For private equity real estate particularly, yield expectations have come steadily down over the past few years, according to Richard Dawson, another partner at KPMG China. “Many funds have had to reassess the kind of returns they can get,” he said.

Still, the macro trends that are causing trouble in Asia’s larger markets are the very trends heating up smaller markets like Indonesia, Thailand and Vietnam, the study found. All these countries have strong demographics – an emerging middle class, a high urbanization rate and decent economic growth.

In Indonesia, for example, overall absorption of office space grew more than 5 percent in 2012 to 350,000 square meters in Jakarta alone, while rental rates grew to IDR 220,000 (€17.25; $22.7) per square meter per month from just IDR 160,000 in the same period. Hence, the study names Indonesia in particular “one of [Asia’s] hottest property markets.”
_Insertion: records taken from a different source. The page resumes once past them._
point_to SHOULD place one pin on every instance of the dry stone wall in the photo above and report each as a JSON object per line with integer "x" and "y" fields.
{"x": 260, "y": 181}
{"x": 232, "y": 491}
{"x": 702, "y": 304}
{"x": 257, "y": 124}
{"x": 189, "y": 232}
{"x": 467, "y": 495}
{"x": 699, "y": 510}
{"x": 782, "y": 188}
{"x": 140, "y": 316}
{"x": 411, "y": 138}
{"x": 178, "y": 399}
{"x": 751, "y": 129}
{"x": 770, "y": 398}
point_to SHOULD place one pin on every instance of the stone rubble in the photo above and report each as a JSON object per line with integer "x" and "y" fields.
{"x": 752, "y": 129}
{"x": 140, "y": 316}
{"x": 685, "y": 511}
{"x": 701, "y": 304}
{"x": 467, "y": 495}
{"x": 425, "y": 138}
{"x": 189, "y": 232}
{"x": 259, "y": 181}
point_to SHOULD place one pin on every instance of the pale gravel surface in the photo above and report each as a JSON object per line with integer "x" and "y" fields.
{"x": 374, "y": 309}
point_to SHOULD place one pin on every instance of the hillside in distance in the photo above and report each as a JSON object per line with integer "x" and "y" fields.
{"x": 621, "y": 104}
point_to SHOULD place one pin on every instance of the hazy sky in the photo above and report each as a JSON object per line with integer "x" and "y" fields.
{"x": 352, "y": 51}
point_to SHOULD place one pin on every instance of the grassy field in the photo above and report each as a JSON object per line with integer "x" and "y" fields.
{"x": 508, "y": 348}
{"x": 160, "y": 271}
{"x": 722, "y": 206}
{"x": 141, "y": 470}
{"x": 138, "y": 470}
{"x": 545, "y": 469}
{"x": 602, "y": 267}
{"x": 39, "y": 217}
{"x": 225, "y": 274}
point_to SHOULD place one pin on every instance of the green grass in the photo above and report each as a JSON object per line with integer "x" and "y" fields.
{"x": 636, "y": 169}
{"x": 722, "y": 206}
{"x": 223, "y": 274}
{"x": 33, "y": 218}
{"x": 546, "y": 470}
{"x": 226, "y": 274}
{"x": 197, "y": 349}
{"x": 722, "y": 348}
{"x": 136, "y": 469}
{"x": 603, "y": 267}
Both Simpson and Dawson agree that the private money chasing real estate assets has not declined in the past few years. “It’s been flattening in developed markets, and I see a steady increase in the developing markets,” Dawson said.

Even the frustration of getting lower yields is not enough to drive real estate investors away. “Asia is attracting just as much – if not more – funds as ever,” Simpson added.